A number of African countries have unveiled a raft of measures to ensure that their economies weather the storm in light of the pandemic.

Apart from reducing the income tax rate, announcing a tax relief to low income earners (earning up to US$240), a salary cut of 30% on ministers and effecting an 80% cut for the president and deputy, Kenyan President Uhuru Kenyatta reduced Vat from 16 to 14% as well as a turnover tax rate cut to 1% from 3% for micro, small and medium enterprises.

These were part of measures by Kenyatta to cushion citizens in the east African country from the impact of Covid-19.

Like Kenya, Zimbabwe is in a tight fiscal space, thus debt is not a viable option. However, tax cuts for corporates can help plug revenue gaps.

“It’s a tough call, but it may be necessary to save jobs and save companies from going bankrupt, especially  for Victoria Falls, Kariba and Mutare, which have thousands of livelihoods dependent on tourism,” Bhoroma added.

“The tourism sector will take 10 months to recover according to the Tourism Business Council of Zimbabwe, while all major airlines are forecast to declare losses for 2020.”

The tourism and hospitality sector would be the hardest hit because of the unparalleled travel restrictions across the world.

The United Nations expects that international tourist arrivals will be down by 20% to 30% in 2020 when compared with 2019 figures.

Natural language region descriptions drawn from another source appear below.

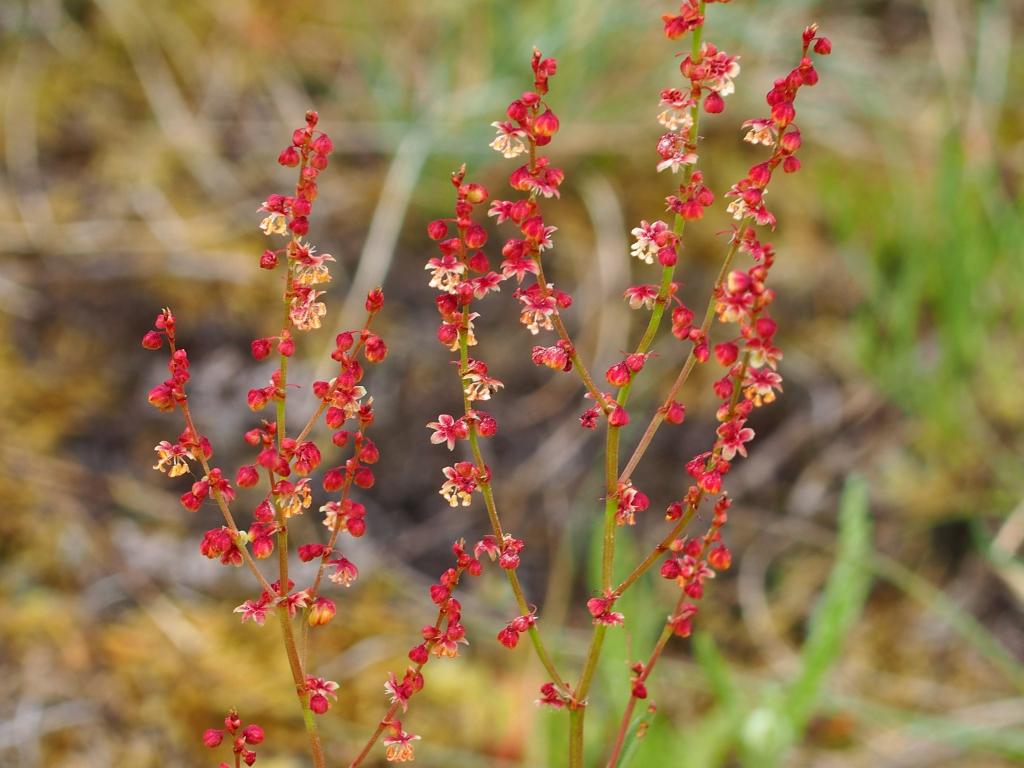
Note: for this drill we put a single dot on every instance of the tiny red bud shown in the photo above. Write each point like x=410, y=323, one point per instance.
x=714, y=103
x=375, y=300
x=289, y=158
x=437, y=229
x=268, y=260
x=476, y=236
x=322, y=611
x=619, y=417
x=720, y=558
x=153, y=340
x=247, y=476
x=617, y=375
x=546, y=124
x=675, y=413
x=791, y=142
x=737, y=282
x=726, y=353
x=364, y=478
x=323, y=144
x=334, y=479
x=691, y=210
x=261, y=348
x=213, y=737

One of Zimbabwe’s largest hospitality groups, African Sun, last week announced the temporary closure of its flagship hotels in response to the coronavirus pandemic.

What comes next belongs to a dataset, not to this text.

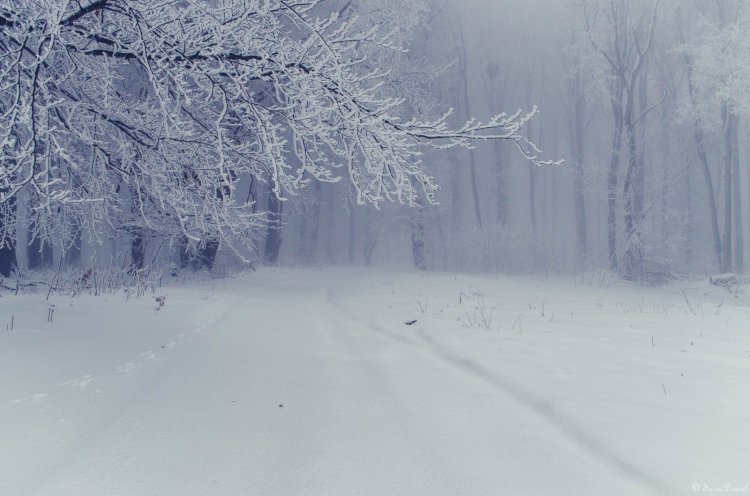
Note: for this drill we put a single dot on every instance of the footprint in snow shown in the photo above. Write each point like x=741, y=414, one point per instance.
x=126, y=368
x=30, y=400
x=79, y=382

Cresta Hotels also temporarily closed its five hotels, which are based in Harare, Bulawayo and Victoria Falls.

Henry Masasire, an economist, said it would be difficult for Zimbabwe’s economy to provide significant tax reliefs to companies because of the many challenges the country was facing.

“The situation is further exacerbated by the fact that the economy is still recovering from the effects of cyclone Idai and the poor 2018/2019 agriculture season which saw more than 4.7 million people in need of food assistance,” Masasire said.

“The bottom line is that we need external support, but looking at how these countries are struggling, I do not see us prevail.

“Yes, the private sector needs to step in, but that is assuming they had it easy all along.

“Although tax breaks would have helped (corporate tax as well as maybe even scrapping of the 2% mobile transactions tax for individuals), the fiscus may not afford such measures because the tax base had already shrunk over the years.”

As a percentage of the gross domestic product, Treasury’s package is very low compared to other countries which are offering upwards of 50% of GDP.

For instance, the United States availed a stimulus package of US$2 trillion for Covid-19.

African nations such Nigeria, Ghana, Rwanda and South Africa have offered huge stimulus packages.

Treasury said it would make sure that the Zimbabwe Revenue Authority wouldexpedite processes on refunds and requests for extension of the time period with which the tax is payable without accruing interest and penalties for companies that shall experience Covid-19-related cash flow challenges.

The government suspended tax on various goods and services related to testing, protection, sterilisation and other medical consumables.